Em palestra na Faculdade de Filosofia e Humanas da Universidade Federal da Bahia (Ufba), na manhã desta quinta-feira, a filha mais velha de Ernesto Che Guevara, Aleida Guevara March, negou que haja presos políticos em Cuba e afirmou que Orlando Zapata, que morreu há duas semanas após uma greve de fome de 85 dias, era um "delinquente comum".

A questão dos presos políticos surgiu ao responder perguntas dos participantes, após sua palestra, e ela foi enfática ao afirmar que tudo não passa de invenções, criadas para prejudicar a imagem de Cuba. "São personagens criados pela mídia para caluniar Cuba. Recebem dinheiro de empresários dos Estados Unidos e Europa que são contrários à revolução cubana", afirmou.

Médica pediatra, Aleida Guevara passou o dia de quinta-feira em Salvador e, além da palestra para universitários, ela visitou a Secretaria Estadual de Desenvolvimento Social e Combate à Pobreza (Sedes) para conhecer os projetos que ajudaram no novo conceito de desenvolvimento social, com o foco principal na quebra do ciclo geracional da pobreza, por meio de capacitação e geração de emprego e renda.
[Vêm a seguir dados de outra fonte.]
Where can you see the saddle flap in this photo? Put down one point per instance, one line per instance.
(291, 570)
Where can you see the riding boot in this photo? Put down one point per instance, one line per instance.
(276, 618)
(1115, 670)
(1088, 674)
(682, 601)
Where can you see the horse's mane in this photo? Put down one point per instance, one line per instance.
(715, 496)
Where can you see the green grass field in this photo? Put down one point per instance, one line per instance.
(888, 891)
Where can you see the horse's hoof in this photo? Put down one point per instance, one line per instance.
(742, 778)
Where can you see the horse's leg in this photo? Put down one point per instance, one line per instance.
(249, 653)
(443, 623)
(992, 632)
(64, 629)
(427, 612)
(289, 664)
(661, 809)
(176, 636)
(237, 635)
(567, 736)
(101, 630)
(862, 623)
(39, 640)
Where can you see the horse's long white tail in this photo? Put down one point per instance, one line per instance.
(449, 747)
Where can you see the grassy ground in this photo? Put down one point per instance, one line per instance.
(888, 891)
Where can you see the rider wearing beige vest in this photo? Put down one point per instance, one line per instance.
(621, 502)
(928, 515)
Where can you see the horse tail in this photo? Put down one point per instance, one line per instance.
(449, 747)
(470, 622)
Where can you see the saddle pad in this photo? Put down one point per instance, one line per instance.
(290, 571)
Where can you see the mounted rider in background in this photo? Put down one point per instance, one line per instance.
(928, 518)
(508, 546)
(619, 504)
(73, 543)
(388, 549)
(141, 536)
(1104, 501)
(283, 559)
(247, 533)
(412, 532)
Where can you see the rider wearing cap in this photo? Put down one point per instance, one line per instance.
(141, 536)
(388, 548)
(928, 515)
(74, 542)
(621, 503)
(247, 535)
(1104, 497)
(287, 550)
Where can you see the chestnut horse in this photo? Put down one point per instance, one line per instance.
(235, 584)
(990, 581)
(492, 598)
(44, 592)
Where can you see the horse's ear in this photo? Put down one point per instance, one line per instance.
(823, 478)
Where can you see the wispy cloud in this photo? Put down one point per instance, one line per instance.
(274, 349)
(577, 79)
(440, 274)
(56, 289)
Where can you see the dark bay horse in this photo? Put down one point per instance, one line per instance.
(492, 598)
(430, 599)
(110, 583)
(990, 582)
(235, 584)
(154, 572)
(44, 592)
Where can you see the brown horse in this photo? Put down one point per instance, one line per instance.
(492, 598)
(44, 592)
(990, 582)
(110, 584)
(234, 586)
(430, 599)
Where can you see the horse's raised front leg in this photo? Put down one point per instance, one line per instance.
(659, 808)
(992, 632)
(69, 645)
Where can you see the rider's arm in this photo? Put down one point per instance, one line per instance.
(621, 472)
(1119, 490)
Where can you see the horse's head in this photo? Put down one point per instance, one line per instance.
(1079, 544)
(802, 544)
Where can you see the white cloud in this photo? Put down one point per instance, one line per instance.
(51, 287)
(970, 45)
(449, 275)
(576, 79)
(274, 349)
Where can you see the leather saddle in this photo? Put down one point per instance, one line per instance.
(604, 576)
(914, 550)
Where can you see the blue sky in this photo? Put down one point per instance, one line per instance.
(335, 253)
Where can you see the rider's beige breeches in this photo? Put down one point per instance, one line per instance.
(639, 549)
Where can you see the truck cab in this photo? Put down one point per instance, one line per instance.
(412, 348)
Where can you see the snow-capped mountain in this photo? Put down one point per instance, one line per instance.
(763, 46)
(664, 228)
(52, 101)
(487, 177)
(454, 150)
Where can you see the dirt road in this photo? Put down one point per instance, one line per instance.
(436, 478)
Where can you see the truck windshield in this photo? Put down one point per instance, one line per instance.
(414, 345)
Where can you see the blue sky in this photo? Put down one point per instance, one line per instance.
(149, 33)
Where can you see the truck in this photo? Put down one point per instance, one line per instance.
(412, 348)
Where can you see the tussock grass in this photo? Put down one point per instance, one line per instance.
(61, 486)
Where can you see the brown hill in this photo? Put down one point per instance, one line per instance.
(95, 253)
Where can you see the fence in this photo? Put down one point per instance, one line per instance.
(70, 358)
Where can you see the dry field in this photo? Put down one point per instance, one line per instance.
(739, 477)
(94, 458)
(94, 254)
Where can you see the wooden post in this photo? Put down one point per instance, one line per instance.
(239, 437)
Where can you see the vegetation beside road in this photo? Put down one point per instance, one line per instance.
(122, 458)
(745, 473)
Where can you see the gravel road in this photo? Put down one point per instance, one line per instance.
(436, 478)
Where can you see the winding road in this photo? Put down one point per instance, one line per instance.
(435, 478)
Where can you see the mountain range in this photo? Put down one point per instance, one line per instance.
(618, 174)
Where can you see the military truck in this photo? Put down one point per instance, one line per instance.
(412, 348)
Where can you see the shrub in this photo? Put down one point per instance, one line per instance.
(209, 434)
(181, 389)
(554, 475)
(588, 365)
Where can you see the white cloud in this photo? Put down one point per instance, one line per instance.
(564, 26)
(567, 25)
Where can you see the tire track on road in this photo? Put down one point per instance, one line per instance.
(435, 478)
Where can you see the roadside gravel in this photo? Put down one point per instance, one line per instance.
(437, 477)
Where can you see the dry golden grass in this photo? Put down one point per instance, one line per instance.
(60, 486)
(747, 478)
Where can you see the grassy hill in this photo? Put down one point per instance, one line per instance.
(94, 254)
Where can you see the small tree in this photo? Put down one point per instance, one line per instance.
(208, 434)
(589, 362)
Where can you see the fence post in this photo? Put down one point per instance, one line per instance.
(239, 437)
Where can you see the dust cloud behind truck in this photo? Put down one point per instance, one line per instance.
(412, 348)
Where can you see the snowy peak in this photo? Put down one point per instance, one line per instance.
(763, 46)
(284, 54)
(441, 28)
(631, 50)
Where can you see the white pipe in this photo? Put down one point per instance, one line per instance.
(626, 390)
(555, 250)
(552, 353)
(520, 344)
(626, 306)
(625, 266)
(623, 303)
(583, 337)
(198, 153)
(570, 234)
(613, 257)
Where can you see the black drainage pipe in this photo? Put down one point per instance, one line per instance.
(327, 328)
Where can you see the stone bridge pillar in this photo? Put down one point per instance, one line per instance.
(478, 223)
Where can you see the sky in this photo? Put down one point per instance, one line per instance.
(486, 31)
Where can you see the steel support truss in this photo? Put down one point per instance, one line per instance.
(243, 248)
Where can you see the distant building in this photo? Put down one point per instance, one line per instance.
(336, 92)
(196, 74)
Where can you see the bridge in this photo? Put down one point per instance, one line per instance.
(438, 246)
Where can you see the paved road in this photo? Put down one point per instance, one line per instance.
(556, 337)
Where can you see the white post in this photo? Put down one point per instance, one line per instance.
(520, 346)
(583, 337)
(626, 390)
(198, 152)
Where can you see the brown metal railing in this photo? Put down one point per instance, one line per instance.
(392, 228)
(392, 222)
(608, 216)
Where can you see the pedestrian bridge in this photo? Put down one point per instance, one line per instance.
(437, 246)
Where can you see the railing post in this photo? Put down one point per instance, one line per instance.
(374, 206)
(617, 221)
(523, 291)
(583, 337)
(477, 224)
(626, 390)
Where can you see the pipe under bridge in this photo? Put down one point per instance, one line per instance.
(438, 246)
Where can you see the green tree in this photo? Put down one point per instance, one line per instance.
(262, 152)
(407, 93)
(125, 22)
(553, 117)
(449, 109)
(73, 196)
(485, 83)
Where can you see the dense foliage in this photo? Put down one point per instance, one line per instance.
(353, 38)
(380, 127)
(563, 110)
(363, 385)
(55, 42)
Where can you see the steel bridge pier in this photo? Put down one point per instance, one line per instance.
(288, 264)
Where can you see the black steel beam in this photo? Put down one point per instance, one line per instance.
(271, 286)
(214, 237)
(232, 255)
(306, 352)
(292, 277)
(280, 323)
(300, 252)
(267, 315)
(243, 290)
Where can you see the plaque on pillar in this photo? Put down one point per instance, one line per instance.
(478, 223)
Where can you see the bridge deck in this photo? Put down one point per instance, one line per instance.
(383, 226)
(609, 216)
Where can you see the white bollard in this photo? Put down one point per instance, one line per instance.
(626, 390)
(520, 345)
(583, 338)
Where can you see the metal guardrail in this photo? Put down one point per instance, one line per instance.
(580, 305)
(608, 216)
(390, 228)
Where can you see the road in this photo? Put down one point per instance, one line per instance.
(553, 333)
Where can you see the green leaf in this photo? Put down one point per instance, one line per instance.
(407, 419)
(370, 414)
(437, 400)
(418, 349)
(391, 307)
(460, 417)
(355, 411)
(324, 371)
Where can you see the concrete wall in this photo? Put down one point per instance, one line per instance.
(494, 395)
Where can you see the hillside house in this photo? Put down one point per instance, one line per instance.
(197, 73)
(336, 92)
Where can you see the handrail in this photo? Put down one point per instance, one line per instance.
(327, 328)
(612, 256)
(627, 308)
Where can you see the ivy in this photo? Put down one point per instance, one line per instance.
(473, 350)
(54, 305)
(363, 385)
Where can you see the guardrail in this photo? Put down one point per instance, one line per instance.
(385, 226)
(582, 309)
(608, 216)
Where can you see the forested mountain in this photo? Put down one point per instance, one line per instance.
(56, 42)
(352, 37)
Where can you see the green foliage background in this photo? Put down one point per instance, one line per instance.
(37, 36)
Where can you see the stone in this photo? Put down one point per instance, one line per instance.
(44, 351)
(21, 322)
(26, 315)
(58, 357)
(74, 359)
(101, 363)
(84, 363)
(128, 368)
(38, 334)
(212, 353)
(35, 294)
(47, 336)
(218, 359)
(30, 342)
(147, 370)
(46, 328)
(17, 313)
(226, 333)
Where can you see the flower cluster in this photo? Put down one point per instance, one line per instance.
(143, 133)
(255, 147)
De Salvador, a filha do Che vai a Sergipe, onde participa, na sexta-feira, na cidade de Umbaúba, de seminário promovido pelo Movimento dos Sem Terra (MST), com o tema "O Socialismo Frente à Crise Econômica Mundial".

Ainda em Umbaúba, ela fará a inauguração simbólica da unidade de saúde que leva o nome de seu pai, Hospital Doutor Ernesto Che Guevara. No sábado, ela participa da palestra O Papel da Militância na Construção das Transformações Sociais, que acontece no Instituto Federal de Sergipe, em Aracaju.